= Open Referral =

Open Referral in private medical insurance refers to the practice of a General Practitioner referring patients to any consultant with a particular speciality for treatment rather than explicitly naming a specific consultant. The insurance company will then choose a consultant that has the speciality specified from an approved list that they maintain or offer a choice of two or three consultants from this list for the patient to decide between.

== History ==
Open Referral was first introduced on a widespread scale in the UK by Bupa, the largest private medical insurer by subscription income, who adopted this system for schemes offered to their large corporate clients from 1 January 2012. Several other large insurance companies have since introduced similar schemes including Axa PPP and Aviva, the second and third largest private medical insurers respectively. Larger insurance companies can use such a scheme to negotiate discounts with consultants who wish to be included on their approved list, based on the significant volume of purchase they are making. BUPA, AXA PPP and Aviva account for over 78% of the total private medical insurance market in the UK between them, as measured by subscription income. Not being included on the lists of these insurance companies could result in a "significant shortfall in demand" for healthcare providers according to Laing's Healthcare Market Review 2010-11.

== Debate ==
Proponents of Open Referral cite as advantages of the scheme that data they have collected from previous referrals makes them better placed to find a suitable private consultants compared to many GPs. Insurance company Simplyhealth stated that “Open referral recognises that relationships between patients and GPs are different from five or 10 years ago. In the old days, GPs knew all consultants in their area, but now they don’t and they also don’t have such strong relationships with patients.” Using a consultant from an approved list also ensures the cost of treatment is fully covered by the insurance, whereas a GP specified or patient chosen consultant's fee might be higher than the coverage provided by insurance, leaving the patient to make up the shortfall. Insurance companies that provide a choice of consultants also cite increased choice as compared to a single suggestion that may have been offered by a GP.

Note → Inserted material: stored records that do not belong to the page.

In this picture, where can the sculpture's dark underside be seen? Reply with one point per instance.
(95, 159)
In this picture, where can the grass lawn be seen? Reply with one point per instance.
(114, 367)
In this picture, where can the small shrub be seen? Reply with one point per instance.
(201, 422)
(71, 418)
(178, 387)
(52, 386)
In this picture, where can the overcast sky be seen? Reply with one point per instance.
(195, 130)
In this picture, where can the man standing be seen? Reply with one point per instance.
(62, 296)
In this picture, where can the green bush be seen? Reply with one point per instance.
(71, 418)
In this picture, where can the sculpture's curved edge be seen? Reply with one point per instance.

Doctors have opposed Bupa's open referral system, arguing that the system reduces patient choice. Patients that have previously received treatment from a particular consultant may not be able to use them again if they don't appear on the approved list after moving to a product that uses Open Referral. Some providers cite the removal of consultant choice from the GP and patient as removing one of the primary advantages that private medical insurance provides over public healthcare.

In 2012, a survey carried out by GFKNOP found that 87% of consultants believed that patients would receive worse treatment as a result of Open Referral. A survey carried out by the Office of Fair Trading found that 7% of GPs saw their role as "making a definite recommendation for a particular choice of facility and/or consultant".